Ve Paris'te birkaç ay önce Vilâyetname'nin Fransızcası çıkıverdi. Ama kapakta Abdülbaki Gölpınarlı'nın değil, bir başkasının ismi yazılıydı: Fransa'da yaşayan bir neyzenin, Kudsi Erguner'in ismi... Erguner kendisini ‘‘mütercim’’olarak göstermiş ama kimden neyi çevirdiğini yazmamış, önsözde ve notlarda Gölpınarlı'dan tek kelimeyle olsun bahsetmemişti. Buna karşılık ‘‘eserini’’ her nasıl olduysa Gölpınarlı'ya ithaf buyurmuş, ‘‘Doğu Edebiyatı'nın büyük klasiklerini ve bu arada bu eseri de ortaya çıkartan Profesör Abdülbaki Gölpınarlı'nın hatırasına’’ demek lutfunda bulunmuştu, o kadar...

Eşini-emsâlini bugüne kadar ne gördüğüm ne de işittiğim bu iş hakkında başka yorum yapmayacak, sadece çok önemli bir noktanın altını çizmekle yetineceğim:

Kudsi Erguner, bu ‘‘eseriyle’’ yepyeni bir çığır açmıştır: Önemli isimlerin önemli çalışmalarını tercüme edip kendine maletme ve ‘‘ayıp olmasın’’ diyerek kitabı eserin asıl sahibine ithaf etmenin çığırını...

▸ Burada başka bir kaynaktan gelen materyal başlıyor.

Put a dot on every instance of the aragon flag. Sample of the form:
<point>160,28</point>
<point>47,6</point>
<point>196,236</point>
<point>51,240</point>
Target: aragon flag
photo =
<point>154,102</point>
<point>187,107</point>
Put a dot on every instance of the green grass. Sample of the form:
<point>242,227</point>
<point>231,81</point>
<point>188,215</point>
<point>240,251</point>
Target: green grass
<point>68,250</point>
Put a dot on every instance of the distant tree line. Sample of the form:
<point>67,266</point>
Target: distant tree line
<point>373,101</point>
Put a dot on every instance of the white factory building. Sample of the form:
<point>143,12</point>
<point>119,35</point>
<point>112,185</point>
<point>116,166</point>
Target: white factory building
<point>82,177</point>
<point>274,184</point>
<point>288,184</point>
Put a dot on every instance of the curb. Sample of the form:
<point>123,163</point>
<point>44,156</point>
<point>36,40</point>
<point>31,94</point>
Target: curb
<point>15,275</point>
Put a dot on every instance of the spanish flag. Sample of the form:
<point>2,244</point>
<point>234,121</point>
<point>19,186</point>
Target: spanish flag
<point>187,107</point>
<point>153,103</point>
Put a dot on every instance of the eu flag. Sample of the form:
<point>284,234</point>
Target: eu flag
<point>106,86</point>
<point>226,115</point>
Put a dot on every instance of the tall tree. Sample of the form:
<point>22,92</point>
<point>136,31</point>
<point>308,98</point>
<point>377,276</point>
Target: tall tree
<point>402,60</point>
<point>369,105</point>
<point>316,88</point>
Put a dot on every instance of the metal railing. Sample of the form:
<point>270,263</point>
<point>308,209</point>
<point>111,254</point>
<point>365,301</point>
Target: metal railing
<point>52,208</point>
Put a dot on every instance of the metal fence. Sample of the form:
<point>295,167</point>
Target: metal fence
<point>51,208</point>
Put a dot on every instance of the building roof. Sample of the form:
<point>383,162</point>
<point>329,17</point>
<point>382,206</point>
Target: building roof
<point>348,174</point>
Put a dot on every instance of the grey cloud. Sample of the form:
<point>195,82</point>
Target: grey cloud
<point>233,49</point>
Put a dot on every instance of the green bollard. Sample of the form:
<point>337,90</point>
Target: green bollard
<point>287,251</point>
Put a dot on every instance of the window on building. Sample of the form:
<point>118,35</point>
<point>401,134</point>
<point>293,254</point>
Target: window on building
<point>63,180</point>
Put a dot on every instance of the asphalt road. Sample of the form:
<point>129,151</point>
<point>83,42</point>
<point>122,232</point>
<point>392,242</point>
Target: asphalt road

Müstakbel intihalcilerimiz biraz da buradan buyursunlar!

Osman MUTLU - ESKİŞEHİR: Orhan Şaik Gökyay aramızdan 1994'de ayrıldı. İletişim Yayınları, Gökyay'ın bilimsel yazılarını ve unutulmaz tenkidlerini ‘‘Seçme Makaleler’’ başlığı altında bir seri olarak halinde yayınlıyor. Serinin ikinci kitabı birkaç hafta önce yayınlandı. ‘‘Bu vatan toprağın kara bağrında...’’ diye başlayan şiir Orhan Şaik'in, ‘‘Bayrakları bayrak yapan...’’ ise Midhat Cemal Kuntay'ındır.

Mübeccel SOYUER - ADAPAZARI: Ben, klasik Arapça sözlük olarak hâlâ Mütercim Asım'ın ‘‘Kamus’’unu kullananlardanım. Kelimeleri kökten bulmaya alışırsanız Kamus'ta bir zorluk olmadığını görürsünüz. Modern Arapça için Hans Wehr'in ‘‘A Dictionary of Modern Written Arabic’’ini tavsiye ederim.

Rasim UZER - ÇANAKKALE: ‘‘Tiryak’’ eskiden yapılan, öksürüğü iyileştirmede ve ağrıları gidermede kullanılan afyonlu macunun adıdır. İçine yılan eti konduğu da rivayet edilir. Keyif verici maddeler kullanmaya düşkün olanlar için söylenen ‘‘tiryaki’’ sözü ‘‘tiryak’’tan gelir.

Tuğçe EREN - İSTANBUL: Bizim ‘‘çilav’’ dediğimiz pilav İran'a değil, İstanbul'a mahsustur ve geleneksel yağsız İran pilavından farklıdır. Çilav sadece ‘‘amberbu’’ pirinciyle yapılır. Amberbu kokulu, ince ve uzun bir pirinç türüdür ama artık çok zor bulunuyor. Piyasadaki ‘‘Basmati’’ pirinçleri aynen olmasa bile amberbuya yakın bir lezzet veriyor.